(WHAM) - New lawsuits filed in federal court last week target two Finger Lakes wineries, accusing them of having websites that are not accessible to people who are blind or visually-impaired. 13 WHAM News first reported last fall on the rash of lawsuits being filed under the Americans with Disabilities Act.
Now the lawsuits, and law firms behind them, are under the microscope.
"These lawsuits are clearly driven by lawyers and not by the plaintiffs," said Adam Morey of the Lawsuit Reform Alliance of New York.
Justin Young is legally blind. He sues voice-over software to surf the web. "Any text on the screen, that's what will say," when he demonstrated it for 13 WHAM News in October.

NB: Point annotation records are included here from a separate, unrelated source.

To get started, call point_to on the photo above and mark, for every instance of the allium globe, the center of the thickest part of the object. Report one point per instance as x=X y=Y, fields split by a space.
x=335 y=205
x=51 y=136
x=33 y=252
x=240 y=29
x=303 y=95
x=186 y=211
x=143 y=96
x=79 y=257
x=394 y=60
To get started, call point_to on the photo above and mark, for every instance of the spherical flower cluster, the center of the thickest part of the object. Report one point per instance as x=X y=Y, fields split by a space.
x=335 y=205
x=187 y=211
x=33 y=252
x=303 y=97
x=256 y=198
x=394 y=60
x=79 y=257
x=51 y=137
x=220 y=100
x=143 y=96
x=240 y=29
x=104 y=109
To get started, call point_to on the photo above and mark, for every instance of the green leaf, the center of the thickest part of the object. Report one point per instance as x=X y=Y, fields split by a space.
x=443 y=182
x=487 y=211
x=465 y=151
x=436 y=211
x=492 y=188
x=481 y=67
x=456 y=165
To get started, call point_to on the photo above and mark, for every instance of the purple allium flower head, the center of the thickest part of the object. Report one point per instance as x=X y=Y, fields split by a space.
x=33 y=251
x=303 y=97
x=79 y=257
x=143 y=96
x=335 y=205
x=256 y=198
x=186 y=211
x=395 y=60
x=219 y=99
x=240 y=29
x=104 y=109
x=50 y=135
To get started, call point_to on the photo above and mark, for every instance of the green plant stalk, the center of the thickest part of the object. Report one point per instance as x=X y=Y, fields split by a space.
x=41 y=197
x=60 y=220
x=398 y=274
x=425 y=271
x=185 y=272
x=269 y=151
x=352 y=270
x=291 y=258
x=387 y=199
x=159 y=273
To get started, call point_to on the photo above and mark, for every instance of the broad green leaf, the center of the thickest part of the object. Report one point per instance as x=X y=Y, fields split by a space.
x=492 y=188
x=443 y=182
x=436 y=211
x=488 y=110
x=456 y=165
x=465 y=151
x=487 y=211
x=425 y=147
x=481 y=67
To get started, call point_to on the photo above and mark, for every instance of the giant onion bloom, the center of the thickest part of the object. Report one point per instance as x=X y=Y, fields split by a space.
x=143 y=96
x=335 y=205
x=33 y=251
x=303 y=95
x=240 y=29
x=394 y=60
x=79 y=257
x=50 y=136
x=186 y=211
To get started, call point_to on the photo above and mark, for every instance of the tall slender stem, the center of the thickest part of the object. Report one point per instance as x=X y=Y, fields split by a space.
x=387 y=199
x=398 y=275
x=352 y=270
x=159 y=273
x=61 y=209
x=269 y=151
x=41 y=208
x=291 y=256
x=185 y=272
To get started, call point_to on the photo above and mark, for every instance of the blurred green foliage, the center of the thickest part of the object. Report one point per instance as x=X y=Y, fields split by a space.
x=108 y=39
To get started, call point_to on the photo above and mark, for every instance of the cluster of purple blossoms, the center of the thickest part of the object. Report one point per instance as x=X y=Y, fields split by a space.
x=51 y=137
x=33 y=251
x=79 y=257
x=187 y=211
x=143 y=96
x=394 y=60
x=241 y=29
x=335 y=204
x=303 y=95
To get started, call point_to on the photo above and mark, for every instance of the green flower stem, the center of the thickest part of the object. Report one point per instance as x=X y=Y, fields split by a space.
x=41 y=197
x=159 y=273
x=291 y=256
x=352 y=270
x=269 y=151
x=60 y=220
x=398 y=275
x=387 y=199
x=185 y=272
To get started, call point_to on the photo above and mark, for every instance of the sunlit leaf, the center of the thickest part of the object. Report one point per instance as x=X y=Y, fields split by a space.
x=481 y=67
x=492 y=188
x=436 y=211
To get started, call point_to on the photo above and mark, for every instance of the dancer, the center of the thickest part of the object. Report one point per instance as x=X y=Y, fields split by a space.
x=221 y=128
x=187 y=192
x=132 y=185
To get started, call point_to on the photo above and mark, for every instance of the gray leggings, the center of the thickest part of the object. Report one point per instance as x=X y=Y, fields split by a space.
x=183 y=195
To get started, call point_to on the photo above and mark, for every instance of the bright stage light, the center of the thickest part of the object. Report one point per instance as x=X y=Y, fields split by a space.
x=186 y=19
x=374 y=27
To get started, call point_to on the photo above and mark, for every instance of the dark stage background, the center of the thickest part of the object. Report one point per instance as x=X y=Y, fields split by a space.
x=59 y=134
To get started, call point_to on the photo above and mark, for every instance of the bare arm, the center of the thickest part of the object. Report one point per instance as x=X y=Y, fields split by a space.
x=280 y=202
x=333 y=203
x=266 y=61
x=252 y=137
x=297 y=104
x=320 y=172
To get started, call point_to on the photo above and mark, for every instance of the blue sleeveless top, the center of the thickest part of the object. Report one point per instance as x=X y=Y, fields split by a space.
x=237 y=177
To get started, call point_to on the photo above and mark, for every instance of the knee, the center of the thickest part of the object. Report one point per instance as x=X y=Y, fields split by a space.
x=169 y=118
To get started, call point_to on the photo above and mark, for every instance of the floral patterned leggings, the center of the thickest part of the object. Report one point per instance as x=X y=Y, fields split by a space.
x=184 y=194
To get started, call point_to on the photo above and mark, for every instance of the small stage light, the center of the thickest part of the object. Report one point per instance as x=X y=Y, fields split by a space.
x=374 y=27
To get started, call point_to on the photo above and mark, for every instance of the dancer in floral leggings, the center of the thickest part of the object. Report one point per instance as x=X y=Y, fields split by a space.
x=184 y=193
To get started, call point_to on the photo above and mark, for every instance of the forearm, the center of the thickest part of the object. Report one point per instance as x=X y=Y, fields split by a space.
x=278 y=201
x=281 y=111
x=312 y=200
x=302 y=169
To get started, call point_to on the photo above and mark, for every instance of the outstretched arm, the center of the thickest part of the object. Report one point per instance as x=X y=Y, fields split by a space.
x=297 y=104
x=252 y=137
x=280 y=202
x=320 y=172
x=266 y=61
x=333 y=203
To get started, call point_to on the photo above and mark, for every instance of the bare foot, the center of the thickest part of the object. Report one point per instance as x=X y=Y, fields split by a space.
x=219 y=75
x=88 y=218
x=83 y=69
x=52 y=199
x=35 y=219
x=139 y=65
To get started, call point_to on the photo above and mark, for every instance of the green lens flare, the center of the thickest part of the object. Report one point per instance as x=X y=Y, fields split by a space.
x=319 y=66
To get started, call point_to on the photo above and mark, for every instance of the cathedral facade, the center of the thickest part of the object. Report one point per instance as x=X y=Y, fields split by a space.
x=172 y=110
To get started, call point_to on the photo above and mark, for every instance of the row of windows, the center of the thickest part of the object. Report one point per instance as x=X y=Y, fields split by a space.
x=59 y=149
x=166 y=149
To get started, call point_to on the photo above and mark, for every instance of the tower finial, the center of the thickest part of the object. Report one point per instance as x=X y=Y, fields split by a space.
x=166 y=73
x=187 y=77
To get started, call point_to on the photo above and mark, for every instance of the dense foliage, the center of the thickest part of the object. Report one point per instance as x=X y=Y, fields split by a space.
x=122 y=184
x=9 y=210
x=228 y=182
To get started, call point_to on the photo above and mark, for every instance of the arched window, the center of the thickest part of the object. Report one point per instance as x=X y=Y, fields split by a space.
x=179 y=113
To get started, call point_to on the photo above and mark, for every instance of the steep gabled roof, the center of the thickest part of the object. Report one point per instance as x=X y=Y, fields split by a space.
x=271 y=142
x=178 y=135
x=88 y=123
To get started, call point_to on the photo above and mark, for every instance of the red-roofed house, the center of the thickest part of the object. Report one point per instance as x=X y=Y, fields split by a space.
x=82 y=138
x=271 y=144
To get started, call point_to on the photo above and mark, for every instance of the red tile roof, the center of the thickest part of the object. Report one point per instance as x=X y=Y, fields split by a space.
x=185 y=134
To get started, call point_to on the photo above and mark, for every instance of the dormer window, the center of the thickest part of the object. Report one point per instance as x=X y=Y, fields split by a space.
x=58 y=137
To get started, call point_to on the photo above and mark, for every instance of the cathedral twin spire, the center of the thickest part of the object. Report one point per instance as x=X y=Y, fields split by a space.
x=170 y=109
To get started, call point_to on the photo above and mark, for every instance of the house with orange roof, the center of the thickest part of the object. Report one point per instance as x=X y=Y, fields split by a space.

Since then, dozens of wineries and hundreds of small businesses have been sued under the ADA for having websites incompatible with screen-reading software. There's just one problem.
"There's a regulatory gap. There's no clear law on where the ADA applies to websites," said Morey. Disability groups and some members of congress have long called on the US Department of Justice to issue ADA guidelines for the internet. So far that hasn't happened.

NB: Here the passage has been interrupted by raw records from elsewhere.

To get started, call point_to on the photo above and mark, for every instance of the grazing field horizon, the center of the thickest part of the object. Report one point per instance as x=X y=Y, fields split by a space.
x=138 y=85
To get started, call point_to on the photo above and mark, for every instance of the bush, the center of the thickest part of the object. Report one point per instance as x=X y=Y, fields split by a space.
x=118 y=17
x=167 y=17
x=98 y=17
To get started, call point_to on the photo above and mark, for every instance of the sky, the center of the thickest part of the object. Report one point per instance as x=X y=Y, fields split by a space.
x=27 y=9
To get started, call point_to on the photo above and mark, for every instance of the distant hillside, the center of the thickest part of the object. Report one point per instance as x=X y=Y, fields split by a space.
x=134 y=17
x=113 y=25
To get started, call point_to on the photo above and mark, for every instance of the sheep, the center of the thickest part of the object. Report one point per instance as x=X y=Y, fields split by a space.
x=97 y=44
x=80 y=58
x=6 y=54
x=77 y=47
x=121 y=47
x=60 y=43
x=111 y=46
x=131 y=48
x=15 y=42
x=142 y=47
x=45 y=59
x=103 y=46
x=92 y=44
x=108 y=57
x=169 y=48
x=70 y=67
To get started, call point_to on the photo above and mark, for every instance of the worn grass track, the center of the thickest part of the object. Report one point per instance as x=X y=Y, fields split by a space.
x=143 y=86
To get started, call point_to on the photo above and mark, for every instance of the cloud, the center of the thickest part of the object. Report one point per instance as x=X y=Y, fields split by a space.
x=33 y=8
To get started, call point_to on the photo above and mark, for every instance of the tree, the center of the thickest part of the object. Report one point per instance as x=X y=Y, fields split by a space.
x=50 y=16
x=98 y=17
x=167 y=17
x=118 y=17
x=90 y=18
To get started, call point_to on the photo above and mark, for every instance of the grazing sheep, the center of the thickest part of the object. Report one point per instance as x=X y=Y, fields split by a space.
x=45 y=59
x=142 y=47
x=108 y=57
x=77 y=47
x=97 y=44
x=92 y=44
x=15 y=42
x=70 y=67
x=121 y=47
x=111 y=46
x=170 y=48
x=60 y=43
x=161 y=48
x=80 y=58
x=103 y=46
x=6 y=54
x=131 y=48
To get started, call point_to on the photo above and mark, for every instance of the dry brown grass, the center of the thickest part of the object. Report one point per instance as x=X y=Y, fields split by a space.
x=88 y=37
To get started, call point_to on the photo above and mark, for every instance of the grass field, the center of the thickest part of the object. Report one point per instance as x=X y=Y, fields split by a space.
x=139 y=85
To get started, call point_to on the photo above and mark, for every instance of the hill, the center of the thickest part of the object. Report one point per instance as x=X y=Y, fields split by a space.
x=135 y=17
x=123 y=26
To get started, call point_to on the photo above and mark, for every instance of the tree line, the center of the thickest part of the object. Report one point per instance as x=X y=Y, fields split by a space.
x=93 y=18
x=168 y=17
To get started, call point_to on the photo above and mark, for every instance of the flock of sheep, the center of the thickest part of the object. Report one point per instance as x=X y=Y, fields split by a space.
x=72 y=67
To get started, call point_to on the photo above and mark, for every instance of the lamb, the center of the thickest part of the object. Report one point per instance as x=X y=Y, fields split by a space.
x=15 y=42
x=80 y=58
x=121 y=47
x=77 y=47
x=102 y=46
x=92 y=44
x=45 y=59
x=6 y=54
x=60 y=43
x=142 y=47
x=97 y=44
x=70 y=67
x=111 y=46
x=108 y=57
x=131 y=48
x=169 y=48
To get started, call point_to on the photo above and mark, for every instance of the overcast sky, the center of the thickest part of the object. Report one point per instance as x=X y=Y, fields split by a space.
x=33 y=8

Yet rulings in some federal courts in New York, California and Florida have opened up the floodgates. Last year the number of lawsuits filed against colleges, public schools, wineries and small businesses exploded by 177%.
Jonathan Shalom is the attorney who filed the suits against the finger lakes wineries last week. He's also suing Playboy.com on behalf of a legally-blind man who claims he cannot enjoy the centerfolds because there's no audio description available to voice-over software. Shalom did not return our calls for comment.
Nearly 1,600 similar suits filed in New York last year come from primarily the same 15 law firms. Some of the suits have been resolved quickly with cash settlements in the $10,000.00 range.
Justin Young helped us to test one of the winery websites under suit. He appeared to be able to understand everything through his software. "It's reading the words fine," he concluded.
Yet businesses fearing litigation are often quick to settle. Some are abandoning their websites altogether. "Now these websites are no longer accessible to any body," said Morey. "They can try to comply but there's no legal standard for them to comply with. They can just get sued again and again and again," he said.